時々メールが来ることはあっても着信は滅多にないし、ましてや平日の昼間。
もしかして、良くないことでも・・・

鳴り続ける携帯を手に、私は一瞬躊躇った。

怖いな。不安だな。

できることなら出たくない気もする。
でも、わざわざ徹がかけてくるって事は緊急事態かもしれないから、

「もしもし」
恐る恐る通話ボタンを押した。

『麗子か?』

「ええ」

私の携帯にかけたんだから、他に誰が出るって言うのよって、突っ込みを入れたい気持ちをグッとこらえた。

『麗子、落ち着いて聞けよ』

「どうしたの?」

どちらかというと、落ち着いて欲しいのは、徹あなたの方。

「孝太郎がケガをして、病院へ運ばれた」

えっ。

私の頭の中でキーンと耳鳴りのような音がして、目の前が霞んだ。

嘘、ウソだよね。
そんなはずはない。
孝太郎に、何かあるはずなんて、

「麗子・・・しっかりしろ、麗子」
遠くの方で徹の声がする。

「容体は?」
やっとの事で絞り出した言葉は、震えていた。

「重体だ。
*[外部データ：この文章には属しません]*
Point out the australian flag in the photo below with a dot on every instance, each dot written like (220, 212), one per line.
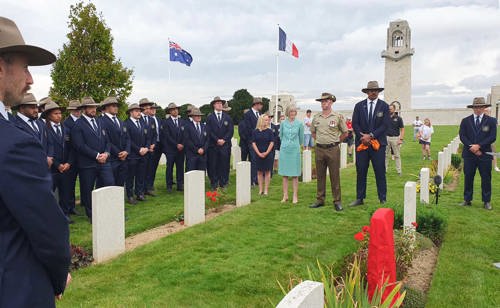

予断を許さない状態」

「そんな・・・」

イヤだ。
孝太郎がいなくなるなんてありえない。

「搬送先は中央病院だ。とにかく、行け」
それだけ言うと、電話は切れてしまった。

中央病院・・・中央病院
私は呪文のように繰り返しながら、携帯を握りしめて部屋を飛び出した。